Un periplo fantástico – El País

Un periplo fantástico

26 abril, 2019 | 2:10 am | Columnistas
Un periplo fantástico

Héctor Fortín

Por una gentil invitación de un amigo poeta, recorrí las viejas calles del barrio donde viví mi infancia, la nostalgia hizo acto de presencia y zalameramente empezaron a caer las piedras sobre el techo de mi viejo cerebro, me mire con mi cabeza de ángel cubierta de negros cabellos sobre mi frente, quizá no inteligente, pero muy sensible y como verdadero representante de los hijos de mi patria ¡ah! Recuerdo fiel de aquel tiempo de desazón y miseria, aquellos interminables días encerrado en aquella casa de caña y barro, donde tuve tiempo para leer los escritos de la antigüedad; los clásicos, griegos, latinos, franceses e ingleses, alemanes y como olvidar los italianos y españoles; donde encontré los tres poderes, (filosóficos, oratorios e históricos).

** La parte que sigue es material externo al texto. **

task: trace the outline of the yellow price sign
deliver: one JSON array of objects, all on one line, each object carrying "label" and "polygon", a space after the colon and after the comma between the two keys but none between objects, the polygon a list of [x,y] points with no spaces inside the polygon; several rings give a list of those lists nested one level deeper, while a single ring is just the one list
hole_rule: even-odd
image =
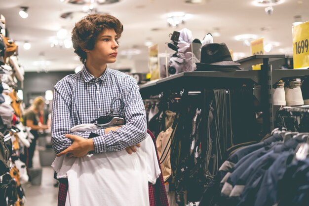
[{"label": "yellow price sign", "polygon": [[294,69],[309,67],[309,21],[293,27]]},{"label": "yellow price sign", "polygon": [[264,38],[262,37],[251,42],[251,55],[264,54]]},{"label": "yellow price sign", "polygon": [[[262,37],[251,42],[251,55],[260,55],[264,54],[264,38]],[[252,70],[260,70],[261,65],[260,64],[252,66]]]}]

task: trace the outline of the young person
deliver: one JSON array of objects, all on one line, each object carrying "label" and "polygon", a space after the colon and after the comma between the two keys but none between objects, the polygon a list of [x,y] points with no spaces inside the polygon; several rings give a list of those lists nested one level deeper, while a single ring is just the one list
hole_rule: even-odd
[{"label": "young person", "polygon": [[[160,172],[136,81],[107,67],[116,60],[122,31],[115,17],[90,14],[72,31],[75,52],[84,66],[55,86],[51,123],[53,147],[63,161],[56,158],[53,167],[58,178],[69,181],[66,206],[149,205],[148,181],[154,183]],[[71,130],[105,116],[116,97],[123,102],[125,125]],[[91,133],[98,137],[88,138]],[[136,145],[139,151],[128,154]]]}]

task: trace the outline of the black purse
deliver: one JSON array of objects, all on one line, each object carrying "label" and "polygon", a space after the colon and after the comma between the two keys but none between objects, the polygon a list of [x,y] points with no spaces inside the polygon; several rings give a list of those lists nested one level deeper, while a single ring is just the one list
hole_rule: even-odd
[{"label": "black purse", "polygon": [[[113,105],[117,100],[120,102],[120,105],[118,111],[115,112],[113,108]],[[101,129],[124,125],[126,124],[124,118],[125,111],[125,108],[122,100],[119,97],[115,97],[112,101],[110,112],[107,113],[107,115],[100,116],[92,120],[90,123],[94,124],[97,127]]]}]

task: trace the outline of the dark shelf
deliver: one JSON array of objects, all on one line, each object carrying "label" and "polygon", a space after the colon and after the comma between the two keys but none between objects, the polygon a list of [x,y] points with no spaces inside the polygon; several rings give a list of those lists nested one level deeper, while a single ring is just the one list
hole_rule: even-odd
[{"label": "dark shelf", "polygon": [[274,54],[266,55],[253,55],[250,57],[246,57],[240,59],[236,62],[240,63],[240,67],[245,69],[252,69],[252,65],[256,65],[259,64],[263,64],[264,61],[269,61],[270,63],[272,61],[278,60],[280,59],[284,59],[284,54]]},{"label": "dark shelf", "polygon": [[140,85],[143,89],[162,83],[171,82],[173,80],[181,80],[187,77],[199,77],[203,78],[223,78],[252,79],[256,83],[259,81],[259,71],[256,70],[238,70],[236,71],[187,71],[159,79],[155,82]]},{"label": "dark shelf", "polygon": [[154,86],[156,85],[156,83],[157,82],[158,80],[154,80],[154,81],[152,81],[151,82],[147,82],[145,84],[140,84],[139,85],[139,86],[140,87],[140,89],[144,89],[144,88],[149,88],[149,87],[153,87]]}]

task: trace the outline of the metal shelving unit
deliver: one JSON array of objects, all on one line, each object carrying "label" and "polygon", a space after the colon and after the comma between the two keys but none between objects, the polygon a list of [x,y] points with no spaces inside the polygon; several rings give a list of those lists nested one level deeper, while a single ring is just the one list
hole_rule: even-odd
[{"label": "metal shelving unit", "polygon": [[[263,112],[263,131],[273,129],[275,112],[272,104],[272,85],[286,78],[309,77],[309,69],[272,69],[272,62],[285,58],[284,55],[255,55],[239,60],[243,70],[185,72],[140,86],[142,96],[157,95],[168,91],[178,91],[203,88],[229,88],[243,84],[261,85],[261,104]],[[251,70],[252,65],[262,64],[261,70]]]}]

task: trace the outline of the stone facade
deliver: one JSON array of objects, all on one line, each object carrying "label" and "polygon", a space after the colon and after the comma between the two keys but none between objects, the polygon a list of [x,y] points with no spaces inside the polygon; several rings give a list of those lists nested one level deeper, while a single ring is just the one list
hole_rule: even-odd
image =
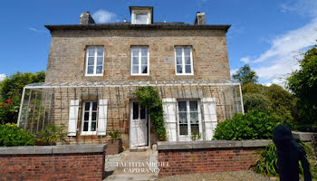
[{"label": "stone facade", "polygon": [[[89,45],[104,46],[103,76],[85,76]],[[130,47],[149,46],[149,76],[130,75]],[[194,75],[175,73],[176,45],[193,50]],[[118,80],[230,81],[225,30],[55,30],[52,32],[47,82]]]}]

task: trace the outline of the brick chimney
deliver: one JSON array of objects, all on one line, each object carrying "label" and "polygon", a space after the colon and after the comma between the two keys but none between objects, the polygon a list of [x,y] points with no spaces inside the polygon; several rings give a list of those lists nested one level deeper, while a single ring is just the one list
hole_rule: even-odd
[{"label": "brick chimney", "polygon": [[82,13],[80,24],[95,24],[95,21],[91,15],[91,13]]},{"label": "brick chimney", "polygon": [[195,18],[194,24],[197,24],[197,25],[206,24],[205,13],[197,12],[196,14],[196,18]]}]

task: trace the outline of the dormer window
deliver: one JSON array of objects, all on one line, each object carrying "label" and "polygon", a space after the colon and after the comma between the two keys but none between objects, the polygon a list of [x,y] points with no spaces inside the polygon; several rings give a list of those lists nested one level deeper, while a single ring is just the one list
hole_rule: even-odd
[{"label": "dormer window", "polygon": [[130,6],[131,24],[150,24],[153,22],[153,7],[148,6]]}]

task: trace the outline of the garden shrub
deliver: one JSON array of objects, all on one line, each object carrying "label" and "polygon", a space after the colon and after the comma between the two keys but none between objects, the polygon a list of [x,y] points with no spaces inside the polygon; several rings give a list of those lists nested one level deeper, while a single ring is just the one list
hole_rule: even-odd
[{"label": "garden shrub", "polygon": [[259,110],[264,112],[270,111],[271,100],[262,94],[247,93],[243,96],[245,112]]},{"label": "garden shrub", "polygon": [[0,125],[0,147],[34,146],[34,136],[16,124]]},{"label": "garden shrub", "polygon": [[64,126],[48,125],[44,130],[36,134],[36,145],[56,145],[58,141],[66,143],[67,133],[63,132],[64,129]]},{"label": "garden shrub", "polygon": [[269,113],[250,110],[245,115],[236,113],[233,119],[218,123],[214,139],[270,139],[276,119]]}]

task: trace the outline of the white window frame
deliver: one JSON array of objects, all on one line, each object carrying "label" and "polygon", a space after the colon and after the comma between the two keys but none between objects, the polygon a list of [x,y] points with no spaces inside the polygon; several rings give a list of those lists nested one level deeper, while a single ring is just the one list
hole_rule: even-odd
[{"label": "white window frame", "polygon": [[[182,73],[178,73],[178,62],[177,62],[177,54],[176,54],[176,49],[182,49]],[[185,66],[185,53],[184,49],[189,48],[190,49],[190,73],[186,72],[186,66]],[[175,53],[175,73],[176,75],[194,75],[194,64],[193,64],[193,48],[191,46],[175,46],[174,47],[174,53]]]},{"label": "white window frame", "polygon": [[[179,111],[178,111],[178,102],[179,101],[186,101],[187,106],[187,135],[180,135],[180,129],[179,129]],[[198,127],[199,127],[199,134],[201,135],[200,139],[203,138],[203,129],[202,129],[202,123],[201,123],[201,110],[200,110],[200,101],[199,100],[178,100],[177,102],[177,114],[178,114],[178,138],[180,141],[191,141],[191,127],[190,127],[190,110],[189,110],[189,101],[197,101],[197,111],[198,111]]]},{"label": "white window frame", "polygon": [[[88,119],[88,131],[83,131],[83,123],[85,119],[85,105],[86,102],[90,102],[90,109],[89,109],[89,119]],[[91,131],[91,118],[92,118],[92,102],[97,102],[97,110],[96,110],[96,130]],[[82,105],[82,129],[81,129],[81,135],[96,135],[97,129],[98,129],[98,101],[97,100],[88,100],[83,101]]]},{"label": "white window frame", "polygon": [[[148,14],[147,18],[147,24],[137,24],[137,18],[136,14]],[[151,24],[151,11],[150,10],[132,10],[131,12],[131,24]]]},{"label": "white window frame", "polygon": [[[139,49],[139,73],[133,73],[133,53],[132,49]],[[141,73],[142,71],[142,56],[141,56],[141,48],[147,48],[148,49],[148,72],[147,73]],[[149,75],[149,46],[131,46],[130,47],[130,75]]]},{"label": "white window frame", "polygon": [[[102,71],[101,73],[96,73],[97,72],[97,49],[98,48],[102,48]],[[88,74],[88,54],[89,54],[89,49],[94,49],[94,62],[93,62],[93,73],[92,74]],[[103,76],[103,69],[104,69],[104,47],[103,46],[87,46],[86,47],[86,67],[85,67],[85,76]]]}]

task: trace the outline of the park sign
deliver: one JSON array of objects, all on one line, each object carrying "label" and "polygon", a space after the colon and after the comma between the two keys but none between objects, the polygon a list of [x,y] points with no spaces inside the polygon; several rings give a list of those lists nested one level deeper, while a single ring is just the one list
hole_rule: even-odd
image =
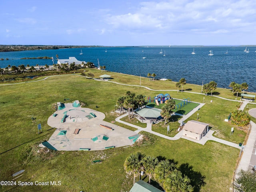
[{"label": "park sign", "polygon": [[[39,134],[40,133],[42,133],[42,127],[41,127],[40,123],[37,125],[37,128],[38,130],[38,134]],[[40,132],[40,133],[39,132],[39,131],[41,131],[41,132]]]},{"label": "park sign", "polygon": [[230,132],[230,135],[233,134],[233,132],[234,132],[234,127],[231,128],[231,132]]}]

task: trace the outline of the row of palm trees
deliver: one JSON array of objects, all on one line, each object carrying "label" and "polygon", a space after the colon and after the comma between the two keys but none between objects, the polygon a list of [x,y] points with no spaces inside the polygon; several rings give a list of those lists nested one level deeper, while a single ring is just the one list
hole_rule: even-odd
[{"label": "row of palm trees", "polygon": [[167,100],[166,104],[162,108],[161,116],[164,119],[164,125],[166,124],[166,120],[169,120],[172,116],[172,110],[175,108],[175,101],[172,98]]},{"label": "row of palm trees", "polygon": [[148,73],[148,75],[147,75],[147,76],[148,77],[149,77],[149,80],[150,80],[150,77],[153,77],[153,80],[154,81],[155,80],[155,77],[156,77],[156,74],[154,74],[154,73],[152,73],[152,74],[151,74],[150,73]]},{"label": "row of palm trees", "polygon": [[234,91],[236,92],[236,97],[238,97],[238,92],[240,92],[243,90],[243,93],[244,93],[244,90],[247,90],[249,88],[249,86],[247,83],[244,82],[241,84],[239,84],[236,83],[234,81],[230,83],[228,87],[232,89],[232,92],[234,93]]},{"label": "row of palm trees", "polygon": [[129,119],[130,119],[131,109],[132,110],[132,116],[134,109],[138,108],[139,106],[142,106],[144,104],[144,96],[141,94],[136,95],[135,93],[131,93],[130,91],[126,92],[125,96],[119,97],[116,102],[116,105],[120,108],[120,114],[121,114],[121,110],[122,112],[124,108],[128,109],[128,116]]},{"label": "row of palm trees", "polygon": [[212,95],[212,91],[217,88],[217,83],[212,81],[209,83],[204,84],[203,86],[203,91],[205,92],[205,95],[207,95],[208,92],[211,92],[211,96]]},{"label": "row of palm trees", "polygon": [[133,184],[135,177],[140,175],[142,171],[148,176],[148,182],[154,176],[166,192],[190,192],[193,190],[190,184],[190,180],[178,170],[175,164],[168,160],[159,161],[157,158],[146,156],[137,152],[127,157],[124,164],[126,173],[133,174]]},{"label": "row of palm trees", "polygon": [[182,78],[178,82],[176,83],[175,84],[175,87],[178,88],[178,92],[179,92],[179,88],[180,88],[180,86],[182,86],[181,92],[183,91],[183,86],[186,85],[186,80],[185,78]]}]

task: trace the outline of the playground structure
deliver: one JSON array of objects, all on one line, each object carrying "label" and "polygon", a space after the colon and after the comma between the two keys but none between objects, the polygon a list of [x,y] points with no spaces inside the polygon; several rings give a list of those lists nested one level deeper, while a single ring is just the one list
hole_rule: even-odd
[{"label": "playground structure", "polygon": [[182,107],[190,103],[190,98],[187,98],[186,99],[183,98],[183,101],[175,105],[174,111],[177,111],[179,109],[181,109]]},{"label": "playground structure", "polygon": [[169,94],[166,93],[165,95],[160,93],[155,97],[155,102],[156,105],[159,105],[159,104],[162,104],[164,103],[166,103],[167,100],[171,98]]}]

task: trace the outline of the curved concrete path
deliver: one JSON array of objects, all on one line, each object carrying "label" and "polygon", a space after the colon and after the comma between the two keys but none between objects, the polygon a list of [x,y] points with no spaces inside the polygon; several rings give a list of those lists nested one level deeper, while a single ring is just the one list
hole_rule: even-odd
[{"label": "curved concrete path", "polygon": [[[191,115],[193,113],[191,113],[190,115]],[[124,124],[131,127],[134,127],[134,128],[136,128],[138,129],[137,130],[134,131],[134,132],[138,133],[141,131],[144,131],[146,132],[148,132],[149,133],[151,133],[152,134],[154,134],[154,135],[157,135],[157,136],[159,136],[159,137],[162,137],[163,138],[164,138],[166,139],[168,139],[169,140],[177,140],[180,138],[182,138],[183,139],[186,139],[187,140],[189,140],[191,141],[192,141],[193,142],[198,143],[199,144],[201,144],[202,145],[204,145],[206,142],[209,140],[212,140],[213,141],[216,141],[216,142],[218,142],[220,143],[222,143],[223,144],[228,145],[231,147],[235,147],[236,148],[237,148],[238,149],[240,149],[241,147],[240,147],[239,144],[236,144],[236,143],[232,143],[232,142],[230,142],[229,141],[227,141],[223,139],[221,139],[219,138],[217,138],[212,136],[212,134],[214,133],[214,131],[212,130],[209,130],[209,131],[207,132],[206,134],[200,140],[198,141],[198,140],[193,139],[191,138],[190,138],[183,135],[183,130],[182,130],[180,132],[179,132],[178,133],[177,133],[174,137],[169,137],[169,136],[167,136],[166,135],[164,135],[163,134],[161,134],[160,133],[158,133],[157,132],[155,132],[153,131],[152,130],[152,124],[151,123],[147,123],[147,126],[146,128],[143,128],[139,126],[134,125],[133,124],[131,124],[130,123],[128,123],[127,122],[126,122],[124,121],[122,121],[120,120],[120,119],[128,115],[128,113],[126,113],[123,115],[120,116],[118,117],[117,117],[116,118],[116,121],[118,122],[119,122],[120,123],[122,123],[123,124]]]}]

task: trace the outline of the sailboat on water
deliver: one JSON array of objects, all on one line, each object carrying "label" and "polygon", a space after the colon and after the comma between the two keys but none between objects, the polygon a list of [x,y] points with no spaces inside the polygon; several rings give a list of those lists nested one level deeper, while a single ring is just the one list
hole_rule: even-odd
[{"label": "sailboat on water", "polygon": [[195,48],[194,48],[194,50],[193,50],[193,52],[192,52],[191,53],[191,54],[196,54],[196,53],[195,53]]},{"label": "sailboat on water", "polygon": [[210,50],[209,52],[210,52],[210,53],[208,54],[208,55],[210,55],[210,56],[213,55],[213,54],[212,54],[212,50]]}]

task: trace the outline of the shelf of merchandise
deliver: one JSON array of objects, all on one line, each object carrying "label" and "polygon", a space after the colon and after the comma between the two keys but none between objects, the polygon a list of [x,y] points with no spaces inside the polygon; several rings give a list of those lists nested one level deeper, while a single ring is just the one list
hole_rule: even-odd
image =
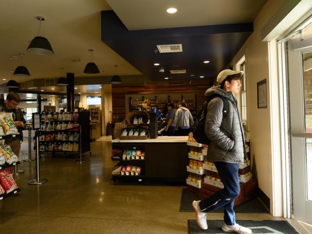
[{"label": "shelf of merchandise", "polygon": [[15,166],[16,165],[18,165],[20,163],[20,161],[16,162],[13,162],[12,164],[9,164],[6,162],[4,164],[0,165],[0,170],[3,170],[6,168],[8,168],[11,167],[13,167],[13,166]]},{"label": "shelf of merchandise", "polygon": [[0,201],[3,200],[4,198],[8,197],[9,196],[17,195],[20,193],[20,189],[19,188],[15,190],[13,190],[12,192],[10,192],[8,194],[2,194],[2,195],[0,195]]},{"label": "shelf of merchandise", "polygon": [[[64,134],[67,133],[79,133],[79,128],[80,126],[81,126],[81,134],[79,135],[78,141],[70,141],[68,140],[53,140],[51,141],[40,140],[39,141],[39,144],[45,143],[49,144],[50,143],[77,143],[79,144],[79,147],[78,149],[80,149],[80,145],[81,145],[81,154],[89,152],[90,153],[90,113],[87,112],[82,112],[78,113],[79,116],[78,117],[78,120],[59,120],[58,119],[54,119],[53,121],[41,121],[40,123],[41,124],[45,124],[47,123],[54,122],[56,123],[61,123],[61,122],[69,122],[72,123],[78,123],[79,127],[75,127],[75,128],[72,128],[70,129],[63,129],[63,130],[47,130],[44,131],[40,130],[39,131],[39,136],[46,135],[48,134],[53,134],[55,133],[64,133]],[[41,116],[40,116],[41,117]],[[81,142],[83,142],[82,143]],[[52,152],[40,152],[40,155],[79,155],[80,152],[73,152],[73,151],[55,151]]]},{"label": "shelf of merchandise", "polygon": [[189,179],[186,179],[186,184],[188,184],[189,185],[191,185],[191,186],[195,187],[196,188],[200,189],[201,187],[201,183],[191,181]]},{"label": "shelf of merchandise", "polygon": [[198,160],[198,161],[203,161],[204,160],[204,156],[203,155],[192,155],[190,153],[189,153],[189,158],[192,158],[192,159]]}]

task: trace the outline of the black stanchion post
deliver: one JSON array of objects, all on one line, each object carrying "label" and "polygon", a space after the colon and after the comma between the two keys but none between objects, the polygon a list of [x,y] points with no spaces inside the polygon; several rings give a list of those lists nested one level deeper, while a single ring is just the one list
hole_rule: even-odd
[{"label": "black stanchion post", "polygon": [[31,157],[31,127],[28,125],[28,158],[24,159],[24,162],[31,162],[36,160],[35,158]]},{"label": "black stanchion post", "polygon": [[82,126],[81,124],[79,125],[79,160],[77,160],[76,162],[77,163],[82,163],[86,162],[85,159],[82,159],[82,148],[81,147],[81,134]]},{"label": "black stanchion post", "polygon": [[39,167],[39,129],[40,128],[40,114],[33,114],[33,126],[36,129],[36,179],[28,181],[28,184],[38,185],[48,181],[46,179],[40,179],[40,168]]}]

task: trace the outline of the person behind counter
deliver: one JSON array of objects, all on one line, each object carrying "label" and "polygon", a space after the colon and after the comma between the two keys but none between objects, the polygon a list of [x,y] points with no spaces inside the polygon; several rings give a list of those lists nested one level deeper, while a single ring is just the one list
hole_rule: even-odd
[{"label": "person behind counter", "polygon": [[22,130],[24,128],[24,124],[26,123],[26,120],[24,118],[24,115],[21,110],[16,108],[20,102],[20,96],[16,93],[10,92],[6,96],[6,100],[4,103],[0,106],[2,111],[13,113],[14,124],[20,133],[20,137],[12,140],[10,143],[6,142],[6,143],[10,145],[12,151],[18,156],[20,150],[21,142],[23,141]]},{"label": "person behind counter", "polygon": [[176,136],[188,136],[191,127],[194,124],[194,120],[190,110],[186,108],[185,102],[181,101],[179,103],[179,109],[176,113],[175,121],[176,126],[178,128]]},{"label": "person behind counter", "polygon": [[166,115],[166,132],[167,136],[175,136],[175,131],[176,131],[176,121],[175,117],[176,117],[176,113],[174,110],[175,105],[173,103],[169,103],[168,104],[168,112]]}]

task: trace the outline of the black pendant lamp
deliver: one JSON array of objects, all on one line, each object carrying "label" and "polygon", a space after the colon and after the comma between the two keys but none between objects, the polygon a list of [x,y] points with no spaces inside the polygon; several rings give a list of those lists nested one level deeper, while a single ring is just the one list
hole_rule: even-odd
[{"label": "black pendant lamp", "polygon": [[35,37],[30,42],[27,48],[27,51],[39,55],[52,55],[54,54],[54,51],[53,51],[52,47],[48,39],[39,36],[41,29],[41,23],[44,20],[44,17],[37,16],[36,18],[40,20],[40,27],[38,36]]},{"label": "black pendant lamp", "polygon": [[19,66],[14,71],[13,75],[17,77],[30,77],[30,74],[26,67]]},{"label": "black pendant lamp", "polygon": [[60,76],[58,79],[58,81],[57,82],[57,85],[58,86],[65,86],[68,85],[68,82],[67,82],[67,80],[66,78],[62,77],[62,74],[63,74],[63,70],[64,70],[63,67],[60,68],[61,72],[60,72]]},{"label": "black pendant lamp", "polygon": [[18,82],[13,79],[9,80],[5,86],[8,88],[19,88],[20,87]]},{"label": "black pendant lamp", "polygon": [[[115,67],[115,74],[116,74],[116,70],[117,70],[117,67],[118,66],[117,66],[117,65],[114,65],[114,66]],[[121,81],[121,79],[120,78],[120,77],[119,76],[117,76],[117,75],[113,76],[113,77],[112,78],[112,79],[111,79],[111,84],[122,84],[122,81]]]},{"label": "black pendant lamp", "polygon": [[89,51],[91,53],[91,62],[88,62],[88,64],[86,65],[86,67],[84,68],[84,71],[83,71],[84,73],[86,73],[88,74],[96,74],[98,73],[99,73],[99,70],[98,68],[98,66],[94,62],[93,62],[93,49],[89,49]]}]

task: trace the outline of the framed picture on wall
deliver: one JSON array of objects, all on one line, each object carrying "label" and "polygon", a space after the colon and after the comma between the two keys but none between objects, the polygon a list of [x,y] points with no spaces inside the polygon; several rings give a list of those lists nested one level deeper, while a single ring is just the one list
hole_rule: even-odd
[{"label": "framed picture on wall", "polygon": [[46,106],[45,105],[44,106],[44,111],[46,113],[48,113],[55,112],[55,109],[56,109],[55,106]]},{"label": "framed picture on wall", "polygon": [[257,83],[257,94],[258,96],[258,108],[266,108],[267,103],[267,79],[265,79]]}]

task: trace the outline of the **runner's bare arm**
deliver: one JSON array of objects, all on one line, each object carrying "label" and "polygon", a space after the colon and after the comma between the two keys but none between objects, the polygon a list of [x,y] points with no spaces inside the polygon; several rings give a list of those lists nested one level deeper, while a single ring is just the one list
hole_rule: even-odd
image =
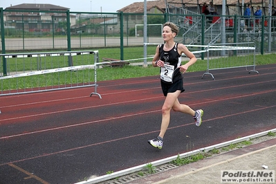
[{"label": "runner's bare arm", "polygon": [[179,44],[178,48],[179,53],[184,53],[188,58],[190,58],[190,61],[180,66],[180,71],[183,73],[188,69],[190,66],[192,65],[196,62],[197,59],[194,55],[183,44]]}]

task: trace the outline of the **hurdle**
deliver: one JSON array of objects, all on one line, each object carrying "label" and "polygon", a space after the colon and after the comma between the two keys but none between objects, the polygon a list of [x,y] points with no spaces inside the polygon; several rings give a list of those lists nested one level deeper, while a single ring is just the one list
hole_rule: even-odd
[{"label": "hurdle", "polygon": [[94,86],[98,51],[1,54],[1,95]]},{"label": "hurdle", "polygon": [[201,78],[205,75],[211,75],[214,80],[214,75],[210,73],[211,70],[226,69],[245,67],[252,67],[248,73],[259,72],[255,70],[255,44],[247,43],[228,43],[210,44],[205,48],[207,52],[207,69]]}]

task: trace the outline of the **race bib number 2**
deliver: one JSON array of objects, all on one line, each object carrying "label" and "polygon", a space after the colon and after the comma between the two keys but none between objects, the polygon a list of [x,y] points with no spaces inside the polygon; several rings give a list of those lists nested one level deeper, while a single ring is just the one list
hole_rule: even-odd
[{"label": "race bib number 2", "polygon": [[164,67],[161,67],[161,73],[160,77],[161,80],[172,83],[172,77],[174,76],[174,66],[169,64],[164,64]]}]

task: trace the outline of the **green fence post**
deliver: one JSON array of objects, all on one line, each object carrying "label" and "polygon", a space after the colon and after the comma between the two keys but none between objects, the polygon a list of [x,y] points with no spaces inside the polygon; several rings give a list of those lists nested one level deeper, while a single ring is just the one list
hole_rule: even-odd
[{"label": "green fence post", "polygon": [[[67,20],[67,50],[71,50],[71,29],[70,29],[70,11],[68,10],[66,11],[66,20]],[[70,55],[68,56],[68,66],[73,66],[73,58],[72,55]]]},{"label": "green fence post", "polygon": [[24,17],[22,14],[22,42],[23,42],[23,50],[25,50],[25,38],[24,38]]},{"label": "green fence post", "polygon": [[124,60],[124,17],[122,12],[120,12],[120,59],[122,61]]},{"label": "green fence post", "polygon": [[[205,15],[202,14],[201,15],[201,45],[204,46],[205,43],[205,34],[204,34],[204,31],[205,31]],[[204,48],[201,47],[201,50],[204,50]],[[204,53],[201,53],[201,60],[204,60]]]},{"label": "green fence post", "polygon": [[55,22],[54,22],[53,15],[52,15],[52,39],[53,39],[53,48],[55,48]]},{"label": "green fence post", "polygon": [[[237,15],[234,15],[234,43],[236,44],[237,43],[237,21],[238,21],[238,19],[237,17]],[[234,46],[236,46],[237,44],[234,44]],[[234,55],[237,55],[237,50],[234,50]]]},{"label": "green fence post", "polygon": [[168,14],[167,12],[164,13],[164,22],[167,22],[168,20]]},{"label": "green fence post", "polygon": [[[269,26],[268,26],[268,28]],[[270,31],[270,30],[268,30]],[[264,55],[264,15],[261,17],[261,54]],[[269,41],[270,42],[270,41]]]},{"label": "green fence post", "polygon": [[[4,29],[4,19],[3,19],[3,8],[0,8],[0,19],[1,19],[1,39],[2,43],[2,54],[6,54],[6,48],[5,48],[5,29]],[[3,60],[3,75],[7,75],[7,64],[6,63],[5,57],[2,56]]]},{"label": "green fence post", "polygon": [[67,50],[71,50],[71,29],[70,29],[70,11],[66,12],[66,19],[67,19]]}]

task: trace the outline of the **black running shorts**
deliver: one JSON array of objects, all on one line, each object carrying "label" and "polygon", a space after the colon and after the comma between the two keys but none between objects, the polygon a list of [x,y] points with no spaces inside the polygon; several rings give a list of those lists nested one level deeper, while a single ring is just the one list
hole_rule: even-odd
[{"label": "black running shorts", "polygon": [[183,79],[180,79],[172,84],[165,83],[161,80],[161,87],[164,96],[167,96],[168,93],[174,93],[177,90],[181,91],[181,93],[185,91]]}]

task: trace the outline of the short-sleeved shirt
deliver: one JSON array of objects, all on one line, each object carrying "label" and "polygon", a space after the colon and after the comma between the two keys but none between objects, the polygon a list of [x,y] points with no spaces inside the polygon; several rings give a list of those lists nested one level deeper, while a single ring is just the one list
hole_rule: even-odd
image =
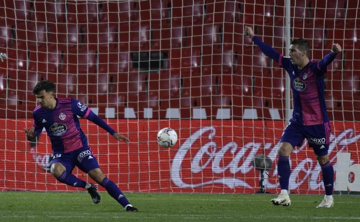
[{"label": "short-sleeved shirt", "polygon": [[319,62],[310,60],[302,69],[291,63],[290,58],[281,54],[279,64],[289,73],[293,92],[294,109],[292,122],[312,126],[329,122],[324,98],[324,75]]},{"label": "short-sleeved shirt", "polygon": [[80,127],[77,116],[86,118],[90,108],[72,98],[55,98],[51,110],[37,107],[33,112],[36,136],[45,127],[54,152],[66,153],[88,147],[87,138]]}]

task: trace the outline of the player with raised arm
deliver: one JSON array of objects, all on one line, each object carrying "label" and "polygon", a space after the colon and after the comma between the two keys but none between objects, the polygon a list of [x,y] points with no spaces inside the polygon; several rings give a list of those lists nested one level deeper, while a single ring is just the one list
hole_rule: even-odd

Quizá la saciedad precoz que desalojo la flor más pura de mi niñez, haya sido la causa del viraje decisivo de mi vida, confieso que he estado alejado de la felicidad y distanciado de la fortuna, pero también aprendí desde niño que nada era mío, ni de mis antepasados, ellos no tuvieron nada ni el pedazo de tierra donde hoy se pudren. ¡Y nos siguen llamando hijos y dueños de la patria!

Se sabe que la sociedad, señala el camino a seguir, tal vez sea cierto para las mayorías, pero siempre he buscado un atajo para sentirme libre; lejos de esta sociedad que enseña, el odio, el miedo y la sumisión. Los psicólogos han formulado la teoría sobre el aprendizaje social por medio de la experiencia directa o por la observación; en nuestra infancia somos sometidos por la férrea dictadura de nuestros padres y de los maestros, provocando la sumisión de nuestro carácter, dejándonos como fáciles presas de la manipulación psicológica del poder, ese carácter sumiso nos quita la confianza dejándonos más solos, aislados y atemorizados esta frustración se refleja en la expresión y la pérdida de lo sensual y la continua amenaza de nuestra existencia individual, al final nos prepara para experimentar un sentimiento de hostilidad y resentimiento; es que la represión directa de nuestras pulsaciones puede hacer muy poco, aunque durante mucho tiempo las pulsaciones se queden soterradas, tarde o temprano volverán a la superficie en forma retorcida.

Por eso en este mundo social de previsiones de enlaces establecidos maquinalmente es imposible que surja la individualidad, porque dentro de este criterio de cálculo y estadística, no interesa el individuo pensante, sino el hombre masa para realizar determinada tarea, su única seguridad es el número que le corresponde en los cálculos de los políticos, es decir es el número justo que le faculta para ejercer el sufragio cada cuatro años; para luego continuar en la anarquía y en la inseguridad plena e irresponsabilidad en la que vivimos y por eso estamos propensos a caer ineludiblemente en la voluntad de un caudillo, que se aprovechara del complejo de inferioridad, de los complejos sumergidos y del resentimiento para someternos.

El carácter agresivo del hondureño se manifiesta en el continuo rechazo de las normas sociales, éticas y jurídicas; en este nuevo siglo va en aumento y va adquiriendo nuevas formas, podemos apreciar la toma de nuestras calles, por los buhoneros, esta forma de violencia es tan compleja, trágica, intensa y devastadora para el transeúnte; estos señores actúan en forma agresiva y de manera hostil contra el peatón, mostrando su voluntad de poder por medio del grupo, tratando a los demás ciudadanos como simples objetos, que deben de utilizar para conseguir sus metas.

Los conductores, el comerciante el industrial, la ama de casa, los maestros, etc. Muestran a diario la conducta violenta, como producto de la homogeneización que ha hecho la educación, enseñando que el mundo es malo deshumanizado y violento.

En nuestra sociedad se estimula la posesión y se desdeña el espíritu creativo; dándole honor, poder y respeto a la riqueza; más bien que a la sabiduría, consagrando la injusticia de los que tienen para con los que no tienen.

Por ultimo pasamos por la escuela donde curse mi primaria ¡Perdón la casa de los Ogros! Quizá ese recuerdo me sirva de catarsis. Le pregunte al poeta. ¿Por cuánto tiempo seguiremos en la estación, esperando el tren y al conductor, que nos lleve al desarrollo y la libertad?